The name of the painting is on the back, where it is also signed, dated in 1942 and situated in Paris.

Artist Biography

Ginés Parra (1896 - 1960) was a Spanish painter of the Ecole de Paris. 

In 1906 his family emigrated to Algeria where he spent his childhood and adolescence. He then began to draw and model sculptures

He receives his first artistic training in New York until 1919, at the "Students League".

In 1919, Ginés Parra returned to Zurgena, then left for Paris in 1920. He attends the École des Beaux-Arts, where his teachers are Lucien Simon and Louis Roger. 

From 1922 he exhibited at the Salon des Artistes français, the Salon des Indépendants and the Salon d'Automne. 

In 1927, he joined forces with the sculptor Julio González and Picasso. 

In 1931 he made a trip to Spain, then returned to Paris in 1933 and participated in 1937 in the International Exhibition in the Spanish pavilion.

The Civil War surprised Parra while he was visiting Madrid.
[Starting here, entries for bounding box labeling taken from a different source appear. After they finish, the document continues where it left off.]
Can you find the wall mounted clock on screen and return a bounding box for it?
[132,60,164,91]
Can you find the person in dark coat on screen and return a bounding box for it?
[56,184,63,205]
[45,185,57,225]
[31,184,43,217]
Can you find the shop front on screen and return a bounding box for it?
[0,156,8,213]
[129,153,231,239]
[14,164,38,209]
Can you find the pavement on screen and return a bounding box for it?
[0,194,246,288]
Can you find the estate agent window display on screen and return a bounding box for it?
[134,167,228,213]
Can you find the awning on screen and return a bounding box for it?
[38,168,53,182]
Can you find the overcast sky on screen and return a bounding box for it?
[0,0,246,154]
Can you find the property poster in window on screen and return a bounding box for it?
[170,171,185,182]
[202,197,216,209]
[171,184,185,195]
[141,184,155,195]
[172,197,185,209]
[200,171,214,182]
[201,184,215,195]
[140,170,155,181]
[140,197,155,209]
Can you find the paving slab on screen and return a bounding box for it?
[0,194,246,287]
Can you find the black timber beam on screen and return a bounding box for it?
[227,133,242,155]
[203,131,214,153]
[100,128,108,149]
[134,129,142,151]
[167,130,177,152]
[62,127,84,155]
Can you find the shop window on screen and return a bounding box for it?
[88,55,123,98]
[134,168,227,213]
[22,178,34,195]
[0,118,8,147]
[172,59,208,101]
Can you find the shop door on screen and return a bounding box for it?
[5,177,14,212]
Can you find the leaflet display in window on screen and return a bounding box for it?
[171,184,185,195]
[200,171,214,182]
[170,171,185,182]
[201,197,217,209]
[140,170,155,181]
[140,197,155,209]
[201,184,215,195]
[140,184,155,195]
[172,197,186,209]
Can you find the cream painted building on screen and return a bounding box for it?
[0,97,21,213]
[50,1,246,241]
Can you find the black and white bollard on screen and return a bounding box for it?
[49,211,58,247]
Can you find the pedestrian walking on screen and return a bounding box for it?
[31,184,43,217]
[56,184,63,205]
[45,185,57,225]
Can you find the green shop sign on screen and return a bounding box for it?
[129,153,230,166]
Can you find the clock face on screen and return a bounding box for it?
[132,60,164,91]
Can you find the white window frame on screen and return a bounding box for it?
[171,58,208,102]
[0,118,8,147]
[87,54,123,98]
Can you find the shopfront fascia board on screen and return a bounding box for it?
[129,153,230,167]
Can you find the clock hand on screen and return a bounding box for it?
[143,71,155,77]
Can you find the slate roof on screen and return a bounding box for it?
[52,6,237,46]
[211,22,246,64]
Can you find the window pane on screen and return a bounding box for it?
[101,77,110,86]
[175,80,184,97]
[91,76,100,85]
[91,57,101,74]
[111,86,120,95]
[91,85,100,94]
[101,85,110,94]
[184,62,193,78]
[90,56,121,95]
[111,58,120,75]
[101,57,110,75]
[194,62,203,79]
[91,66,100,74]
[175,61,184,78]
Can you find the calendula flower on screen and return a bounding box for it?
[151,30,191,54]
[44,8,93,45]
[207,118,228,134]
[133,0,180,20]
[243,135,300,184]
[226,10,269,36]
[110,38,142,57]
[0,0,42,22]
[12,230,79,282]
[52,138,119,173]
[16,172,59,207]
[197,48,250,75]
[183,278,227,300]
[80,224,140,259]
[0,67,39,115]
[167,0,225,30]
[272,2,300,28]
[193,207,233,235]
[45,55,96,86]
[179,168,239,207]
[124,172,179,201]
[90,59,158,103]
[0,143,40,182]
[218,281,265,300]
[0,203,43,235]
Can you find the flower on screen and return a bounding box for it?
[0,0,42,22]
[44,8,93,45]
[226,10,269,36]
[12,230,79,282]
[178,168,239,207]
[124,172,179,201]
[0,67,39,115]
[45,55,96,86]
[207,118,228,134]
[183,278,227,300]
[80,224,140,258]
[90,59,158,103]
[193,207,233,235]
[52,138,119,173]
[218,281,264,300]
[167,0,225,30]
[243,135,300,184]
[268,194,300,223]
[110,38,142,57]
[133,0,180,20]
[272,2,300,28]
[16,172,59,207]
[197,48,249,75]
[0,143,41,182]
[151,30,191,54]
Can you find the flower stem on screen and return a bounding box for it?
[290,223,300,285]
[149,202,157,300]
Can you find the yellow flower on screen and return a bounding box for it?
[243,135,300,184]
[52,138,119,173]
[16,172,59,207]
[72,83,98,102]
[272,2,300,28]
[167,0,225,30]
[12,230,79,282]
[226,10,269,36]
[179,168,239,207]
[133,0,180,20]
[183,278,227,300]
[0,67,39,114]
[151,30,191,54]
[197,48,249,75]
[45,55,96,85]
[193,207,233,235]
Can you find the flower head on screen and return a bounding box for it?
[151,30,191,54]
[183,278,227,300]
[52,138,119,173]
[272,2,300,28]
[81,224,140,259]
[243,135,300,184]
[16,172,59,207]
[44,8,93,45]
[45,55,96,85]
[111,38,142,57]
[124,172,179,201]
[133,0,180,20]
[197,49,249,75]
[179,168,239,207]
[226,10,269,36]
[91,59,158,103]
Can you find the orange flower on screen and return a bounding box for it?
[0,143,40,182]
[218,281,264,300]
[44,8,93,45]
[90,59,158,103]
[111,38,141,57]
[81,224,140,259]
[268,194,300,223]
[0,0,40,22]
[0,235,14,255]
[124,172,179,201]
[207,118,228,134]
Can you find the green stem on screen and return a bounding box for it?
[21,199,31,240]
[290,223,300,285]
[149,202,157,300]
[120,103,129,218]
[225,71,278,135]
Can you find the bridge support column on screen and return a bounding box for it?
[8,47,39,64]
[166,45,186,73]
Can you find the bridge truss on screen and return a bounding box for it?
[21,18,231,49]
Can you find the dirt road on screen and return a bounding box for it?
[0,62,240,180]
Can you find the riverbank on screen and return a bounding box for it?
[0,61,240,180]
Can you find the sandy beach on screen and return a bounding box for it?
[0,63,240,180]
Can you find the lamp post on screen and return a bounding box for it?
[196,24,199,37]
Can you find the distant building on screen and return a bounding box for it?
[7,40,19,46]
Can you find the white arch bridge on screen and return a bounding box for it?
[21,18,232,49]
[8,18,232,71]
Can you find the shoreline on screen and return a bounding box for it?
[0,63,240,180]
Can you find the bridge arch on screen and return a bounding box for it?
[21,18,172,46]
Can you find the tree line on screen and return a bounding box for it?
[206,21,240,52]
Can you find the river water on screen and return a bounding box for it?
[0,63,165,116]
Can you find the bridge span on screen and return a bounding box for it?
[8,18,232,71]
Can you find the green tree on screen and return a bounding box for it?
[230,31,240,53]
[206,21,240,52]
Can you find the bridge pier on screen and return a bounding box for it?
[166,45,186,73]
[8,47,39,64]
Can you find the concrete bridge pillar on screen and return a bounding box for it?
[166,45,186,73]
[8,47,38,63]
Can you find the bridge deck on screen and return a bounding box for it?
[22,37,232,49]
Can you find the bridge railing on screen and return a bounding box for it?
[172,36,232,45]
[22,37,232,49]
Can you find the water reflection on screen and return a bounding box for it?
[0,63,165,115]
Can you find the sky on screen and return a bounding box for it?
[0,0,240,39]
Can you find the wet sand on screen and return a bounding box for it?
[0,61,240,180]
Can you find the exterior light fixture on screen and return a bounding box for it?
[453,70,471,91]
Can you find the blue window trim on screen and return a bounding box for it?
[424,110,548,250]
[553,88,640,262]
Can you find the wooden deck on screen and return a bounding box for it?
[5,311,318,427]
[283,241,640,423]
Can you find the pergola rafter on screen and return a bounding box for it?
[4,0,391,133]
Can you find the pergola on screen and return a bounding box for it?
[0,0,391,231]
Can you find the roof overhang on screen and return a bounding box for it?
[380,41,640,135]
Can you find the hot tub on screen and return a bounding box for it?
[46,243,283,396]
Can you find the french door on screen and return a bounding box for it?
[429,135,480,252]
He was imprisoned in 1938 for several years in Galicia, then released and returned to Paris. There he meets René Breteau who exhibits him in his gallery in 1942 and 1948. He took part with painters and sculptors of the Spanish school in Paris, notably Picasso, in group exhibitions in Paris, Prague, London, Brussels and Stockholm.

The work

Halfway between medieval hieratic forms and those of the avant-garde of the first quarter of the 20th century, Parra's work is rooted in the liberations of colour and form brought about by Fauvism and Cubism, combined with austere expressionism. However, it does not belong to any school.

The characteristic of Parra's paintings, whether landscapes, faces or still lifes, is the economy of means. Two or three colours, intense but also soft or bitter, are usually enough, distributed in wide planes and joined to white or grey areas, for the powerfully structured construction of her canvases. On the fringe of any perspective, a thick black graphic design reduces the vision to the essential.

The impasto of their material has made Parra's works comparable to those of Rouault. They are no less similar to the creations of Art Brut.